2. Try 3 Meal Magic:
This is a term I coined for my clients to help them start eating healthier, without dieting. It boils down to eating 3 meals a day, with no snacking in between. When they do this, they realize how much they were reaching for food for emotional reasons. The beauty of this simple plan is that it clears out all the noise in your head…you know, that conversation that goes something like: “Should I eat that cookie? I really want that cookie. But if I eat it, I might want more. If I eat more, someone might notice and then I’ll be embarrassed. I’d hate for someone to see me. I’m not even really hungry, but I really want that cookie…”.

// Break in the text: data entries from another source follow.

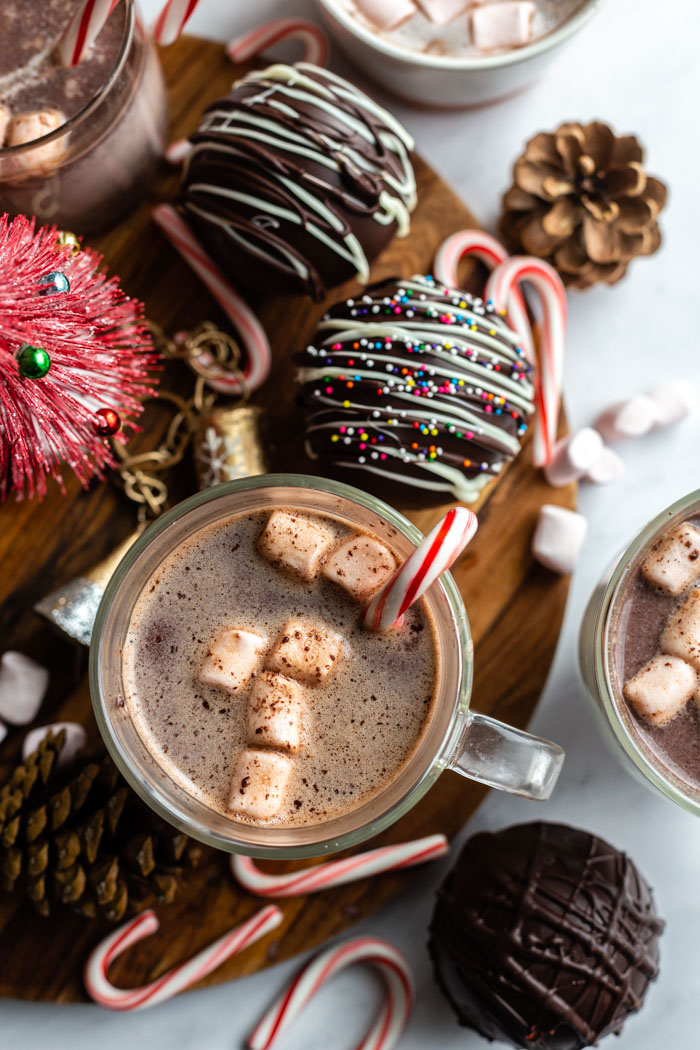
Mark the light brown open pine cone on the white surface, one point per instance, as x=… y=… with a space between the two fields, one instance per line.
x=582 y=201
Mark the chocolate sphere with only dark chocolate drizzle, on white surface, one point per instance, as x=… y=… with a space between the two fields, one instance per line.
x=544 y=937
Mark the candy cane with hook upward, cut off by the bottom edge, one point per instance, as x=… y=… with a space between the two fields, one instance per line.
x=393 y=1018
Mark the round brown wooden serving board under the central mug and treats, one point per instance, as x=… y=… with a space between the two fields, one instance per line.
x=516 y=607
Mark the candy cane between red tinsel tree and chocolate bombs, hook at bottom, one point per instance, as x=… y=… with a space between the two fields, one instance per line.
x=247 y=325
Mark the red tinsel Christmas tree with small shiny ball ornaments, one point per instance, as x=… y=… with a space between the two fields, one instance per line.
x=75 y=360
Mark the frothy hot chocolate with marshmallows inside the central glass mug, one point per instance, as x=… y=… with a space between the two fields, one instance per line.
x=254 y=685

Anyone who struggles with food and weight knows too well the constant thoughts about food that rob us of our energy and ability to be present with loved ones. Sticking to three meals and “closing down” the kitchen after each meal can help minimize the mind chatter about food.
3. Take a “Walk/Pray”:
I take a walk every day with my phone earbuds in my ear and pray out loud. No one who sees me is the wiser…they assume I’m talking to a friend on the phone! But I’m praying. It is so relaxing, and helps me feel connected to my Divine source. When I do this, I feel a sense of wellbeing and calm throughout the day and, like meditation, this allows me to manage stress more easily.
4. Find a Form of Exercise You Love:
When I was overweight, I hated to exercise. Exercise was always about burning calories to lose weight, and it never worked because I always ended up eating more calories than I could burn! So it wasn’t a fun experience for me. Many years later, I explored forms of exercise and sports that I enjoyed. I played tennis because I enjoyed the social nature of it…it was fun and I barely noticed I was exercising. I also took a Barre class, which was hard, but it was all about toning my body and not “working it”. When I did this as a form of self-care, I enjoyed it, and the fact that I did it in a class with others made it easier.

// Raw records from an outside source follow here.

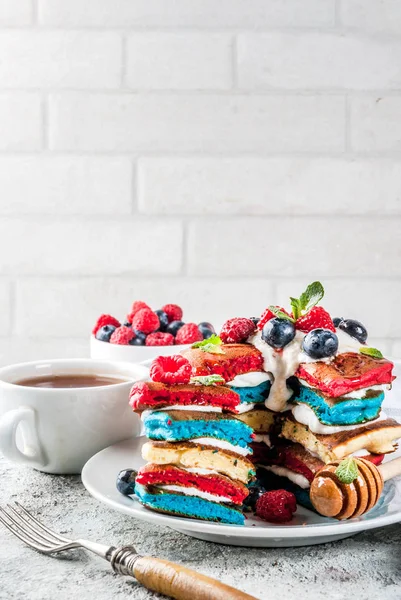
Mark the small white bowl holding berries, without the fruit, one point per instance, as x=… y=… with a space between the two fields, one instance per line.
x=106 y=351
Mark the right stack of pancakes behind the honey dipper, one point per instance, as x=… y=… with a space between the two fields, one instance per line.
x=336 y=412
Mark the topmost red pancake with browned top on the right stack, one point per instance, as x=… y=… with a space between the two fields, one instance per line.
x=347 y=372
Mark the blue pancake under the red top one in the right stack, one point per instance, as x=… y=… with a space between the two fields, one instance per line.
x=341 y=411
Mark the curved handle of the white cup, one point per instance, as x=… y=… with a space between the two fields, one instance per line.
x=33 y=454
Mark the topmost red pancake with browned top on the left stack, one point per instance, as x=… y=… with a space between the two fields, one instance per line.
x=236 y=359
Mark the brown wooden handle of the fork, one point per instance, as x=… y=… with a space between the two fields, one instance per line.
x=180 y=583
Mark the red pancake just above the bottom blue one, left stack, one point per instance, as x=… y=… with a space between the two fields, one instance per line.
x=219 y=485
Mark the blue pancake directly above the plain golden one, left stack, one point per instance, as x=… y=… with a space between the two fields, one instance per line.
x=173 y=426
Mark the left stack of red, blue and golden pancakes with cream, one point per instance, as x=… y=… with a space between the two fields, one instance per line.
x=203 y=437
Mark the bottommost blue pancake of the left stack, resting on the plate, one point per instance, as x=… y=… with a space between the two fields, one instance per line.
x=188 y=506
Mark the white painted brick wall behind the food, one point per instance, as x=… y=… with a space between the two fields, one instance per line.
x=220 y=154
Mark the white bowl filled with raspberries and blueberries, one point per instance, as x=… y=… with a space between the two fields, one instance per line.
x=145 y=333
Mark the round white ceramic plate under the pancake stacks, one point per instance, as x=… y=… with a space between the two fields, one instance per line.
x=99 y=477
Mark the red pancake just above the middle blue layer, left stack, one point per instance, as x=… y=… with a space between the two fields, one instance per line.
x=149 y=394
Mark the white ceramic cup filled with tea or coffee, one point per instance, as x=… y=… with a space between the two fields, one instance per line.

Now, with COVID, I have started to cycle because my boyfriend is a fanatical (former pro) cyclist. But I insist on doing it only for fun…so we ride together for one hour and then call it quits. And we always drive to the countryside to ride, where just seeing the beautiful scenery makes it worth the effort.
5. Reach out for help:
In other words, don’t try to overcome your struggles with food (or anything else) on your own. If you could have done it on your own, you probably would have by now. People hire trainers and coaches to improve their results in sports and business, so why not get coached to improve your relationship with food? Food addiction is by far the hardest addiction to overcome, so it’s unlikely you’re going to figure it out, without guidance and support.

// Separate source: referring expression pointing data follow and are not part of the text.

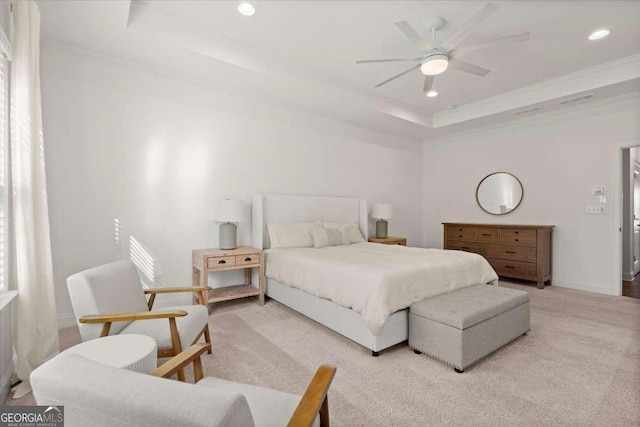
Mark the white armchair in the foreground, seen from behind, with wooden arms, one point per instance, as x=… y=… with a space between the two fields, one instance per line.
x=98 y=395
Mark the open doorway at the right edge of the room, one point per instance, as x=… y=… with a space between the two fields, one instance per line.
x=631 y=222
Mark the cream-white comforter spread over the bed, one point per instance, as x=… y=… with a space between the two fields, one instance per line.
x=376 y=280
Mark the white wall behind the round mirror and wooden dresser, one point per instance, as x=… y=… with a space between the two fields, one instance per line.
x=558 y=159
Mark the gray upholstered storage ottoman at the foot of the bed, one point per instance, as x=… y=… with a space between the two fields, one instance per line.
x=461 y=327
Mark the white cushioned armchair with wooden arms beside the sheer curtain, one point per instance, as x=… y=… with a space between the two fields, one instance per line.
x=110 y=300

I was recently interviewed on a podcast where I go into detail about how I help people heal. The host, Jared Levenson, works as a coach in the field of eating disorders and was a lot of fun to speak with. You can check it out here.
In summary, the key to effective weight loss is to stop turning to food to alleviate stress and other emotions, so you can lose weight and keep it off naturally. These five tips can help you end emotional eating, heal other health issues and feel better about yourself, without having to diet or feel deprived, ever again.